In [16]:
from nlp_utils import *

import networkx as nx

from pyvis.network import Network

from operator import itemgetter

import matplotlib.pyplot as plt

In [6]:
def lowercase_text(input_text):
    text = input_text.lower()
    return text

def normalize_whitespace(input_text):
    text = re.sub("\s+"," ",input_text)
    return text


def replace_html_tags(input_text):
    return re.sub('<.*?>','',input_text)

def remove_emails(input_text):
    return re.sub(r'([a-z0-9+._-]+@[a-z0-9+._-]+\.[a-z0-9+_-]+)',"", input_text)

def remove_urls(input_text):
    return re.sub(r'(http|https|ftp|ssh)://([\w_-]+(?:(?:\.[\w_-]+)+))([\w.,@?^=%&:/~+#-]*[\w@?^=%&/~+#-])?', '' , input_text)

def normalize_unicode(input_text):
    return unicodedata.normalize('NFKD', input_text).encode('ascii', 'ignore').decode('utf-8', 'ignore')

def replace_abbreviations(x):
#     """
#     This is kind of dogsh*t; consider using the "contractions" package instead
#     """
#     for key in abbreviations:
#         if key in x:
#             x = x.replace(key,abbreviations[key])

    x = contractions.fix(x)

    return x

def get_just_words(doc):
    return re.sub(r'[^\w ]+', "", doc)

def remove_stopwords(doc):
    cleaned_doc = ' '.join([word for word in doc.split() if word not in english_stopwords])
    cleaned_doc = re.sub(r"(\s[.]\s)", '. ', cleaned_doc)
    cleaned_doc = re.sub(r"(\s[,]\s)", ', ', cleaned_doc)
    cleaned_doc = re.sub(r"(\s[!]\s)", '! ', cleaned_doc)
    cleaned_doc = re.sub(r"(\s[?]\s)", '? ', cleaned_doc)
    
    return cleaned_doc

def lemmatize(doc):
    return " ".join([lemmatizer.lemmatize(word) for word in word_tokenize(doc)])

In [225]:
def remove_footnotes(doc):
    return re.sub(r"\[[\d]{1,3}\]", "", doc)

In [226]:
def clean_text(input_text):
    """
    Infranodus proper uses a separate stage to remove stopwords after normalizing the text
    """
    out_text = lowercase_text(input_text)
    out_text = normalize_whitespace(out_text)
    out_text = replace_html_tags(out_text)
    out_text = remove_emails(out_text)
    out_text = remove_urls(out_text)
    out_text = normalize_unicode(out_text)
    out_text = replace_abbreviations(out_text)
    out_text = get_just_words(out_text)
    out_text = remove_stopwords(out_text)
    out_text = lemmatize(out_text)
    out_text = remove_footnotes(out_text)
    
    return out_text

In [227]:
def build_word_network(input_text):
    G = nx.Graph()
    for x in range(0, len(input_text.split())):
        window = cleaned_text.split()[x:x+4]
        if len(window) ==4:
            G.add_edge(window[0], window[1], weight=3)
            G.add_edge(window[0], window[2], weight=2)
            G.add_edge(window[0], window[3], weight=1)

            
    ## Scale nodes by naive Degree
    scale=2 # Scaling the size of the nodes by 10*degree
    d = dict(G.degree)

    #Updating dict
    d.update((x, scale*y) for x, y in d.items())
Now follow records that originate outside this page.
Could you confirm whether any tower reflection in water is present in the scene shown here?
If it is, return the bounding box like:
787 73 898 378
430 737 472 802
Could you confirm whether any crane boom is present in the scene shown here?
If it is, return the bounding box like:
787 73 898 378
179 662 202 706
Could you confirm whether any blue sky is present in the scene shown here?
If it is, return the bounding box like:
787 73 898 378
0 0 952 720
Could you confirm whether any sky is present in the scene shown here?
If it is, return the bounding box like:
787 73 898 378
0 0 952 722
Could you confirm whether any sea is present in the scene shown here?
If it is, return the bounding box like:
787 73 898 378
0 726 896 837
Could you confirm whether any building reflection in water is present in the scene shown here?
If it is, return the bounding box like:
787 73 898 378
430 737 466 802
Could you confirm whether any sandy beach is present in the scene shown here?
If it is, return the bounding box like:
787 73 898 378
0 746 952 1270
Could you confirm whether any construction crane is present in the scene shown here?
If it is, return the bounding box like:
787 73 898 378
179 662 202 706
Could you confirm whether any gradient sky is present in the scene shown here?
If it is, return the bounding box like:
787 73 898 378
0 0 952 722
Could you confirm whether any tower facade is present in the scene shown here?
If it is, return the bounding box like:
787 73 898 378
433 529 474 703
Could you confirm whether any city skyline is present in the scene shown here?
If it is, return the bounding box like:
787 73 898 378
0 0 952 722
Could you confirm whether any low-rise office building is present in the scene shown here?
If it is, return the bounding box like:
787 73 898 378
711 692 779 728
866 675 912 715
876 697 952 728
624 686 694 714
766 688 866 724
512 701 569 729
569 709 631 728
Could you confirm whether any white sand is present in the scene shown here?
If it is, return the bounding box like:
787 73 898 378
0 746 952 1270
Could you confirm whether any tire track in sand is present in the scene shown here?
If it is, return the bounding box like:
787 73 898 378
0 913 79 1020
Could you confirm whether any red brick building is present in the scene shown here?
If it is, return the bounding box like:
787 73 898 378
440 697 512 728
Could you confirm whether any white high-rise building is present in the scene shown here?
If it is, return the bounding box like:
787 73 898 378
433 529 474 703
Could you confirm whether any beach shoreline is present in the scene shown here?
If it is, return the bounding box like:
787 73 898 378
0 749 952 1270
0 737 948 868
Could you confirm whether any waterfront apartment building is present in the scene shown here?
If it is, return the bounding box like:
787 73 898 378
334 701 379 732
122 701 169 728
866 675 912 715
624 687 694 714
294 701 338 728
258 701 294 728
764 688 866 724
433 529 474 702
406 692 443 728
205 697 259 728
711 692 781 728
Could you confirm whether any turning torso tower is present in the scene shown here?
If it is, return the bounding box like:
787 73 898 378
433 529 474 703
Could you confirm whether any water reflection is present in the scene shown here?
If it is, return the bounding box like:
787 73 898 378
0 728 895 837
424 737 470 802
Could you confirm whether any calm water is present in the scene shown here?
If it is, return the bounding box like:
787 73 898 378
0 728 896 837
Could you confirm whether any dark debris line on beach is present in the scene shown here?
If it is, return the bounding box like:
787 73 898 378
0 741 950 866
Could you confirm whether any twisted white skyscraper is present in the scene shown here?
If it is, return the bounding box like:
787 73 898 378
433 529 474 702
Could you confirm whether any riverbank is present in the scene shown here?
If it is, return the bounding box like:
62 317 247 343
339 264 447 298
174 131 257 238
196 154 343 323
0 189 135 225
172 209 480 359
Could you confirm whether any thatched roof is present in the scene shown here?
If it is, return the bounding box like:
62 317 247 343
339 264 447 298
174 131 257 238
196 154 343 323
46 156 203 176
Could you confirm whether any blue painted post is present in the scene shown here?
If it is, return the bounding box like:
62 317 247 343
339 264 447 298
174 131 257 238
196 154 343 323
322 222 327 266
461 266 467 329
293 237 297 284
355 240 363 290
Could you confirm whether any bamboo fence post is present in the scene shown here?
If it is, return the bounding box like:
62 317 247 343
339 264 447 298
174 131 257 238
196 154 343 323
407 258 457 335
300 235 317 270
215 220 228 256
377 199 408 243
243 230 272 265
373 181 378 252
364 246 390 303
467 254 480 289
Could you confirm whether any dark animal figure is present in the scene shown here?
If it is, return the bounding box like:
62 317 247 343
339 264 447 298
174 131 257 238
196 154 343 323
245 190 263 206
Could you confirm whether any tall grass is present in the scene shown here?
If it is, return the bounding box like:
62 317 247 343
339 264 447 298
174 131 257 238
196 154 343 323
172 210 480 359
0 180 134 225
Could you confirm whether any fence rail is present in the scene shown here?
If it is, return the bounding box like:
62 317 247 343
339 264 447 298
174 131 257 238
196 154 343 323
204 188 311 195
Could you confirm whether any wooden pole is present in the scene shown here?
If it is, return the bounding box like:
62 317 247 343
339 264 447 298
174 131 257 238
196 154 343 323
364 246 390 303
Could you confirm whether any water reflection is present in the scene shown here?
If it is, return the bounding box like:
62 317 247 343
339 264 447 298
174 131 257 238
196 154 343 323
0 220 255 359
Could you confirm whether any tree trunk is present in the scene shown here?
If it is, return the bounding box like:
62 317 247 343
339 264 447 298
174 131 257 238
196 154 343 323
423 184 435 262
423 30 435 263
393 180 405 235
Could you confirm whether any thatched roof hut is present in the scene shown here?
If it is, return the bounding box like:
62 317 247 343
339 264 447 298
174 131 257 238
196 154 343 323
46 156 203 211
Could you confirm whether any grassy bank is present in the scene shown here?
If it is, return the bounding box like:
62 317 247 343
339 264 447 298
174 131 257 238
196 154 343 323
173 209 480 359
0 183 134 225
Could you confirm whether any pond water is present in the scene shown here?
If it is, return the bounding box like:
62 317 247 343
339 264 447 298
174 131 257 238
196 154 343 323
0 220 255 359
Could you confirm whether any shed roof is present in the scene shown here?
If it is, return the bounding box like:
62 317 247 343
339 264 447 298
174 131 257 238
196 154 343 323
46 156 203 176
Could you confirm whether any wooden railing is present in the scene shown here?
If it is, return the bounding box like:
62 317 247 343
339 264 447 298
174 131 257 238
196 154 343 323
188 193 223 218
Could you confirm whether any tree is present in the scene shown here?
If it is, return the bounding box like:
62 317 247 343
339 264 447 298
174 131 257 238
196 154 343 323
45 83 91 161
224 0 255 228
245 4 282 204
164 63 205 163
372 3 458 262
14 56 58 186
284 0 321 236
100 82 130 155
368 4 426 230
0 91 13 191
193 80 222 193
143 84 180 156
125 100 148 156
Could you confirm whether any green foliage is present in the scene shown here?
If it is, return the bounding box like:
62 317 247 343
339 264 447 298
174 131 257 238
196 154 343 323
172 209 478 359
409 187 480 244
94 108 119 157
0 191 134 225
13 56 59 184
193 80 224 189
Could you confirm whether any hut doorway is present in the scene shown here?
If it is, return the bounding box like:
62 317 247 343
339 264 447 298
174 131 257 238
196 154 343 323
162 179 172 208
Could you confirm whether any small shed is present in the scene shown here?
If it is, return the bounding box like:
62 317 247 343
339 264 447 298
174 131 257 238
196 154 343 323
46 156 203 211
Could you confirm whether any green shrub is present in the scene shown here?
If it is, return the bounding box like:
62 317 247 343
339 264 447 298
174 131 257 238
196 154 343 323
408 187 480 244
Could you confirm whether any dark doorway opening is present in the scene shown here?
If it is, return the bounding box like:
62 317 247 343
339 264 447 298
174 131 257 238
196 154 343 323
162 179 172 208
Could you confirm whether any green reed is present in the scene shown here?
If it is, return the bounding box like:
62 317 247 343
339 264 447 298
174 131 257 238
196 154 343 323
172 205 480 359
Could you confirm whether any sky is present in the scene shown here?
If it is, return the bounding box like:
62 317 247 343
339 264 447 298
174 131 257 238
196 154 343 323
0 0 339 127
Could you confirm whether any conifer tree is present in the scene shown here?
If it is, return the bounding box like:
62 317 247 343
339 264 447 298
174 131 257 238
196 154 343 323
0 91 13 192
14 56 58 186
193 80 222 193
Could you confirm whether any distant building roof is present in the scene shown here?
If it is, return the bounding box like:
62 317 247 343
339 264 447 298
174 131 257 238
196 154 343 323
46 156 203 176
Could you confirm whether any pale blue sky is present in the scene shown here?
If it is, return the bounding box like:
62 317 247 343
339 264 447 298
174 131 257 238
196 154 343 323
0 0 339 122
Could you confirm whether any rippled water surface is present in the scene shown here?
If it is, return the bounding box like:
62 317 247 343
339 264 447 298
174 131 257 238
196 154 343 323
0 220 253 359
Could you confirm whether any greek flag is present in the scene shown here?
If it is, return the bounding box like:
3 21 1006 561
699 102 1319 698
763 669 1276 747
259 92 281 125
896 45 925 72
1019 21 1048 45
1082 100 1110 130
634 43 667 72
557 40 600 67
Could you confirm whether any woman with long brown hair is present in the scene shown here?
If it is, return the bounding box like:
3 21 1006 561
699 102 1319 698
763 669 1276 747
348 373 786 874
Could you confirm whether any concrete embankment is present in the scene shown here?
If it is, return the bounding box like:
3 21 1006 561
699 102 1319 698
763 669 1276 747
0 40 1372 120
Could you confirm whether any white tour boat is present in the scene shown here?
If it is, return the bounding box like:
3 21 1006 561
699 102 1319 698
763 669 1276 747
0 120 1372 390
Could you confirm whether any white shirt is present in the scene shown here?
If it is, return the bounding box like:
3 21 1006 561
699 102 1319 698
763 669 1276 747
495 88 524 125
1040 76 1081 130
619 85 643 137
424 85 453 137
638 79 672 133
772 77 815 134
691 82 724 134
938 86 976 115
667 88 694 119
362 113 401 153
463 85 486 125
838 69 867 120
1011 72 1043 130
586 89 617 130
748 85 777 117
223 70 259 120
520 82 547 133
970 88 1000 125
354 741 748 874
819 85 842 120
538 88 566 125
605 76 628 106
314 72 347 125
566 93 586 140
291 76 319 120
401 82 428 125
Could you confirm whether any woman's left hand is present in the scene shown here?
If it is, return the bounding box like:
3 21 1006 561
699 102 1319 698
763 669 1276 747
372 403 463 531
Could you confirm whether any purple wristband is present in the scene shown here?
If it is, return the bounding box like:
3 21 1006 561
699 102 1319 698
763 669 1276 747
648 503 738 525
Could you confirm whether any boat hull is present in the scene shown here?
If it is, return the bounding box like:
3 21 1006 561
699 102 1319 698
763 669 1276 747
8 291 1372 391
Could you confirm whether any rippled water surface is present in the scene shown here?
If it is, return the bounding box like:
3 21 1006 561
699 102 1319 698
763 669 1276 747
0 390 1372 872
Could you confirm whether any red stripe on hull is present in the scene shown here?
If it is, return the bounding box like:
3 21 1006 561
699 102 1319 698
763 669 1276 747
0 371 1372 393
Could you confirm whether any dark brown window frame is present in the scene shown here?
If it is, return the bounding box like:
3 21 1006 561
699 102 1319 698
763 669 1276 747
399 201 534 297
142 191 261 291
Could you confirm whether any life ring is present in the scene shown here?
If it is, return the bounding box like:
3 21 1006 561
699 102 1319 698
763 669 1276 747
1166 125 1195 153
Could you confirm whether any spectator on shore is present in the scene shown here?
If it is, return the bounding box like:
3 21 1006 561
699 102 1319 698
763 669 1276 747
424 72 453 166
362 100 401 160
    #Setting up size attribute
    nx.set_node_attributes(G,d,'size')
    
    return G

def top_bet_cen(G, n):
    bet_centrality = nx.betweenness_centrality(G, normalized = True, 
                                              endpoints = False)
    return dict(sorted(bet_centrality.items(), key = itemgetter(1), reverse = True)[:n])

def top_close_cen(G, n):
    closeness_centrality = nx.closeness_centrality(G)
    return dict(sorted(closeness_centrality.items(), key = itemgetter(1), reverse = True)[:n])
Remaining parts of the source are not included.